Spotting likely holding areas – holes, troughs, channels and so on – is another element that often goes overlooked. I’m surprised at the number of people who will just pitch up to the nearest spot and set their stall out for the day, regardless of what’s in front of them.

Think of this part of the process as though you are on a hunt. If you were seeking a land animal like a deer or hog to shoot, you’d be unlikely to sit in one spot near the car park all day, hoping your target wanders into view. You’d be out searching for clues and signs, exploring likely areas until you find your quarry. Treat surf species in the same way.

Walk the beach until you see that calmer, flat blue water indicative of a deeper hole. Or maybe a wave stops breaking half-way through the surf zone when it hits a deeper trough. Both are go-to areas for a fun surf session. If you don’t get a bite in first half-dozen casts, move to the next area and repeat until you find fish. Then, remember where you caught the fish and what the water was doing so you can replicate this.

SUBTLE AND SIMPLE – A medium-size sand crab (or two to four small ones), a size 8 fine wire hook, 6-pound fluorocarbon, ¾-ounce egg sinker and 4mm clear rigging bead is my go-to surf set-up for light line species. It’s catch everything from the smallest perch to big spotfin and corbina.

4 Picking the right rigs

When it comes to end tackle, keeping everything simple, light and flexible is a good strategy. A basic Carolina rig with a ½- to 1.5-ounce sinker, 4mm bead, small barrel swivel (not one of those big brass-colored ones or a snap swivel) and 25- to 30-inches of 6-pound fluorocarbon will tackle almost every non-shark surf species in SoCal, corbina and spotfin croaker included.

A size 6 or 8 hook baited with two, three or four small pea-sized sand crabs scooped out of the shore break with a small pasta strainer completes the set-up that I use for all my guided light line surf sessions. I’ll happily use a whole or halved 2-inch Gulp! Sandworm in camo neris or new penny shades, too.  This bait and rig combo is easy to use with anglers of all ages and abilities ­­­– a short cast into the first trough or hole, and you’re in surf perch or croaker territory.

DOING THE BUSINESS – A chunky barred surf perch for my client, who could cast well but had never fished the surf before. We planned and executed a successful multi-fish session using the exact techniques set out in this article.

5 Setting the hook and casting

So you’ve planned a session around the tides and swell, found a likely holding area in front of you, tied a neat C-rig, cast out and got a bite. When it comes to surf perch, they can be a little tricky to hook for the inexperienced angler. They tend to pluck and grab at baits, resulting in those tap-tap bites, especially when you’re on top of smaller fish that can’t inhale the whole bait.

The solution is this: don’t set the hook on the first tap or bang you feel.
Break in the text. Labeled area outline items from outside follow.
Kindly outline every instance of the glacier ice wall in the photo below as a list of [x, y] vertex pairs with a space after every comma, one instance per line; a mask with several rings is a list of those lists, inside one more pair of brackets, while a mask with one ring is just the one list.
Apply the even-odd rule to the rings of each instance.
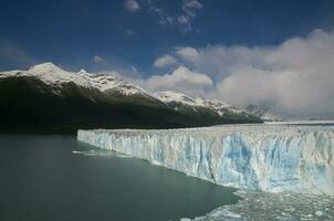
[[217, 185], [334, 194], [334, 127], [79, 130], [77, 139]]

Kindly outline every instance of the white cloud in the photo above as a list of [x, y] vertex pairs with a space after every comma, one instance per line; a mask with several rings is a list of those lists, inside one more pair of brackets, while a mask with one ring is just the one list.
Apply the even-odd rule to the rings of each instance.
[[164, 66], [169, 66], [171, 64], [175, 64], [177, 61], [174, 56], [169, 54], [165, 54], [163, 56], [159, 56], [155, 60], [154, 66], [155, 67], [164, 67]]
[[187, 65], [216, 82], [210, 95], [286, 114], [334, 113], [334, 32], [315, 30], [278, 46], [182, 48]]
[[93, 61], [96, 62], [96, 63], [100, 63], [100, 62], [103, 62], [104, 59], [102, 59], [102, 56], [100, 56], [100, 55], [94, 55]]
[[140, 6], [136, 0], [125, 0], [124, 7], [132, 12], [138, 11], [140, 9]]
[[211, 78], [202, 73], [179, 66], [171, 74], [153, 75], [144, 86], [150, 91], [177, 90], [184, 93], [202, 95], [207, 87], [212, 86]]
[[202, 8], [202, 4], [198, 0], [182, 0], [181, 13], [170, 13], [165, 8], [157, 6], [156, 2], [158, 1], [146, 1], [148, 12], [159, 17], [159, 24], [175, 25], [180, 28], [182, 32], [191, 31], [191, 22], [197, 17], [198, 10]]
[[182, 27], [184, 32], [191, 31], [191, 20], [196, 18], [197, 11], [202, 4], [197, 0], [182, 0], [184, 14], [177, 18], [177, 22]]
[[199, 56], [198, 51], [191, 46], [179, 48], [176, 53], [181, 59], [189, 61], [189, 62], [196, 62]]

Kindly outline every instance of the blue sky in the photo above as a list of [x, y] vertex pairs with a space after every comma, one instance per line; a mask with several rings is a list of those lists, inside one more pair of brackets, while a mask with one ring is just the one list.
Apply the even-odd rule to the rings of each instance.
[[[324, 113], [317, 106], [334, 93], [333, 14], [331, 0], [2, 0], [0, 70], [51, 61], [117, 71], [150, 91]], [[255, 77], [272, 90], [242, 84]], [[319, 90], [305, 92], [313, 77]]]
[[[153, 61], [175, 46], [276, 45], [313, 29], [327, 29], [326, 1], [198, 1], [189, 25], [161, 24], [164, 15], [185, 14], [181, 0], [138, 0], [137, 10], [124, 0], [9, 0], [0, 3], [0, 41], [14, 44], [35, 62], [53, 61], [67, 69], [135, 66], [155, 72]], [[111, 65], [96, 64], [98, 55]], [[4, 57], [6, 59], [6, 57]], [[4, 60], [2, 57], [2, 60]], [[0, 69], [24, 67], [1, 62]]]

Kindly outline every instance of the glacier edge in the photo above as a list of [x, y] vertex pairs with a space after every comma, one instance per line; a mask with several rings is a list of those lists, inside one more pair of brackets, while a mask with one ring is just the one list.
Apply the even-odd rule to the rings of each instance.
[[96, 129], [77, 140], [221, 186], [334, 194], [333, 126]]

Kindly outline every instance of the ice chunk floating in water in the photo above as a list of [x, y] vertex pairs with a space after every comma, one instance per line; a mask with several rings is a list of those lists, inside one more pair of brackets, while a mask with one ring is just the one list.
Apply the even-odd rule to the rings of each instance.
[[334, 126], [97, 129], [77, 139], [217, 185], [334, 194]]

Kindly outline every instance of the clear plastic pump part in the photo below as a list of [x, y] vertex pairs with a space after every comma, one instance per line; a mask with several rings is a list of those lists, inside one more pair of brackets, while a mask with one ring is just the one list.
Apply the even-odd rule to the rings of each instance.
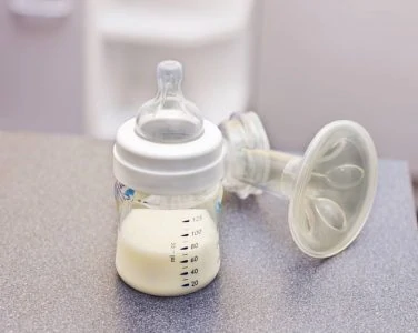
[[158, 92], [139, 110], [136, 132], [158, 143], [193, 141], [203, 133], [199, 109], [181, 91], [182, 65], [178, 61], [162, 61], [157, 67]]
[[[249, 118], [241, 113], [233, 118], [237, 117], [246, 123], [255, 115]], [[228, 141], [239, 132], [241, 142], [248, 141], [248, 137], [263, 137], [260, 127], [237, 129], [223, 124], [220, 128], [229, 150], [239, 147]], [[331, 256], [357, 238], [377, 189], [377, 153], [361, 125], [345, 120], [327, 124], [309, 144], [303, 158], [258, 148], [238, 150], [231, 154], [233, 161], [227, 160], [226, 190], [237, 191], [228, 185], [237, 184], [238, 180], [243, 185], [286, 195], [290, 200], [290, 231], [305, 253], [315, 258]]]

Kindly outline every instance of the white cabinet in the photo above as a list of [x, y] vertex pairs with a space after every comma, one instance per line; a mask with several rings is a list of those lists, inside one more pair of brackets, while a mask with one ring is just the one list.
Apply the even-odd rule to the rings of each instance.
[[253, 0], [89, 0], [86, 130], [112, 139], [156, 93], [161, 60], [182, 62], [183, 91], [205, 118], [246, 110], [252, 89]]

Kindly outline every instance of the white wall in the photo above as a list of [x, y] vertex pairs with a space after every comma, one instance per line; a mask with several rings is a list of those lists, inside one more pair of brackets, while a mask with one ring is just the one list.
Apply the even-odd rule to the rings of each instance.
[[0, 1], [0, 130], [82, 131], [82, 1], [53, 20]]
[[418, 1], [265, 0], [257, 109], [276, 148], [335, 119], [418, 175]]

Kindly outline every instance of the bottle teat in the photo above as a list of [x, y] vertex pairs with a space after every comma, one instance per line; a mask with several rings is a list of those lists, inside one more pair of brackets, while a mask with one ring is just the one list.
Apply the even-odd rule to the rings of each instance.
[[158, 92], [139, 110], [135, 131], [159, 143], [193, 141], [203, 133], [203, 120], [198, 108], [181, 92], [182, 65], [162, 61], [157, 67]]

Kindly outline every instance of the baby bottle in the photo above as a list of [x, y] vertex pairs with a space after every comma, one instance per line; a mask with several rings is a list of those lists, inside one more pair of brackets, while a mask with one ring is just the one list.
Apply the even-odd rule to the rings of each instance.
[[181, 92], [182, 68], [157, 68], [158, 93], [118, 130], [116, 268], [131, 287], [159, 296], [208, 285], [220, 265], [217, 213], [222, 135]]

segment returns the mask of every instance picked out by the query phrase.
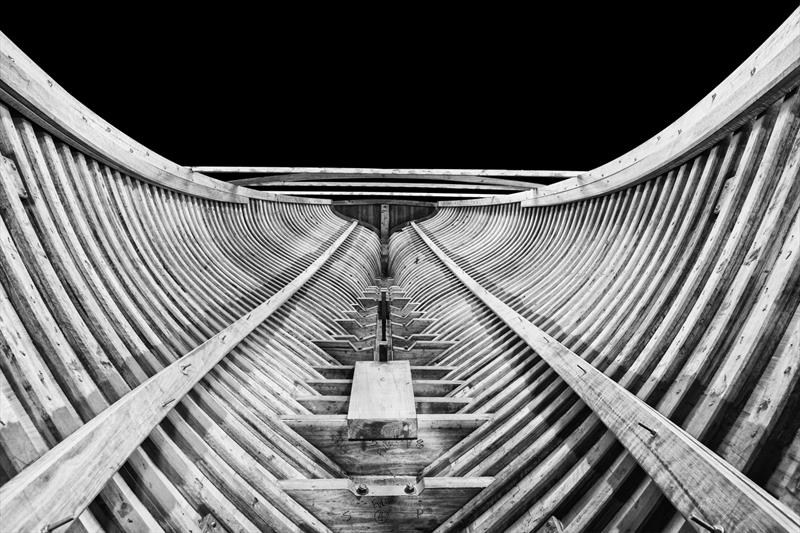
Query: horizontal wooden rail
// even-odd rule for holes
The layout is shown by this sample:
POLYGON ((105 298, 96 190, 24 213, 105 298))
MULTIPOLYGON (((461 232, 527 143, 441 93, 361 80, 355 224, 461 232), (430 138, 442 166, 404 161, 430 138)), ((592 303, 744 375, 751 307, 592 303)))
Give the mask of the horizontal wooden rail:
POLYGON ((4 531, 49 531, 75 519, 167 413, 219 361, 292 297, 355 228, 291 283, 91 419, 0 488, 4 531))
MULTIPOLYGON (((519 191, 536 187, 529 183, 525 187, 511 185, 489 185, 478 183, 439 183, 435 181, 265 181, 252 183, 251 187, 302 187, 302 188, 349 188, 370 187, 376 189, 456 189, 456 190, 489 190, 489 191, 519 191)), ((308 192, 308 191, 303 191, 308 192)))
POLYGON ((444 265, 544 360, 695 527, 798 531, 800 517, 683 429, 484 289, 415 223, 444 265))
POLYGON ((479 192, 403 192, 403 191, 266 191, 270 194, 288 194, 292 196, 379 196, 381 198, 406 198, 406 197, 419 197, 419 198, 484 198, 492 196, 488 193, 479 192))
POLYGON ((339 168, 339 167, 191 167, 195 172, 225 174, 376 174, 390 176, 484 176, 516 178, 570 178, 577 170, 502 170, 474 168, 339 168))
MULTIPOLYGON (((298 173, 298 174, 270 174, 265 176, 252 176, 249 178, 239 178, 231 180, 230 183, 234 185, 241 185, 244 187, 259 187, 272 185, 277 182, 306 182, 306 181, 355 181, 360 182, 364 179, 378 179, 378 178, 397 178, 411 181, 427 181, 435 180, 439 183, 459 183, 459 184, 475 184, 475 185, 493 185, 501 187, 515 187, 517 190, 526 190, 531 187, 541 187, 540 184, 522 181, 510 180, 504 178, 494 178, 489 176, 478 175, 453 175, 453 174, 397 174, 394 176, 386 176, 384 174, 347 174, 347 173, 332 173, 332 174, 314 174, 314 173, 298 173)), ((549 176, 545 176, 549 177, 549 176)), ((555 179, 555 178, 551 178, 555 179)), ((388 182, 392 183, 392 182, 388 182)))

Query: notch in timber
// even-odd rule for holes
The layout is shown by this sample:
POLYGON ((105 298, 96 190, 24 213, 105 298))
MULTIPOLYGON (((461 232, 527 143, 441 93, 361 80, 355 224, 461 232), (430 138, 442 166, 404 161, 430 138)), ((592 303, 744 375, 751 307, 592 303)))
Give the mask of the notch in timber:
POLYGON ((347 412, 347 438, 417 438, 417 409, 408 361, 358 361, 347 412))

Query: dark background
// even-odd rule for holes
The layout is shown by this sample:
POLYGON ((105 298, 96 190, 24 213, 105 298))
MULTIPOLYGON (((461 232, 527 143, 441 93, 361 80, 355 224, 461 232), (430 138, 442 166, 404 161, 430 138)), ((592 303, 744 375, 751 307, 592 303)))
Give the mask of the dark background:
POLYGON ((193 17, 126 5, 4 8, 0 30, 177 163, 588 170, 687 111, 796 2, 193 17))

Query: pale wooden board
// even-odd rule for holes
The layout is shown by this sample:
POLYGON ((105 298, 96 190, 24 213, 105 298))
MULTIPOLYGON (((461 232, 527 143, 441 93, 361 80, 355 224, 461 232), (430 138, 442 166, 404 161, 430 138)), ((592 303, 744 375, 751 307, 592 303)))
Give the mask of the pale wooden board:
POLYGON ((348 439, 345 415, 283 419, 350 475, 417 475, 492 415, 417 415, 416 439, 360 441, 348 439))
POLYGON ((407 361, 359 361, 347 412, 350 439, 413 439, 417 410, 407 361))

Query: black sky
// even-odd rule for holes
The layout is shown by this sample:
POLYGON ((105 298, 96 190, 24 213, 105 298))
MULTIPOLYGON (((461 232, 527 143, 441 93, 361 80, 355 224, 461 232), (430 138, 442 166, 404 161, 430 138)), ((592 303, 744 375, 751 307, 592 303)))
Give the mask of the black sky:
POLYGON ((674 121, 796 7, 700 4, 199 17, 126 4, 102 19, 31 10, 0 30, 185 165, 584 170, 674 121))

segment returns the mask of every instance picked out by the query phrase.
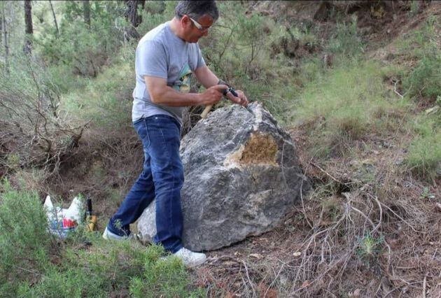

Give them a second to eat the bait, before waving hello to the fish. When I say ‘waving hello’, this is because an inexperienced angler will often go for the full-swing big bass hookset, whereas a swift-but-not-violent raising of the arm ­– just as though you were waving hello to someone across the street, but with a rod in your hand ­– is a much smoother, more efficient way of setting the hook.

The last piece of the puzzle, for lots of surf anglers starting out, is the ability to cast a relatively light set-up a decent distance without tangling. I’m consistently surprised at the anglers who claim lots of experience yet can’t really cast a basic light spinning outfit properly, with all sorts of weird and wonderful techniques employed.

It’s hard to put into words a physical action as specialized as casting a ¾-ounce sinker on a 9-foot light surf combo, but I highly recommend an hour in an empty park or field with your surf combo of choice to get your technique and timing dialed in. Youtube is awash with beginner casting videos, so get your basic grip, stance, drop (the distance from the sinker to the rod tip) and timing right before hitting the beach.

The ability to smoothly cast a good distance, exactly where you want without tangling, will put you onto a ton of extra fish and is one of the main factors in a successful surf session once you have the baits, rigs, location and conditions worked out.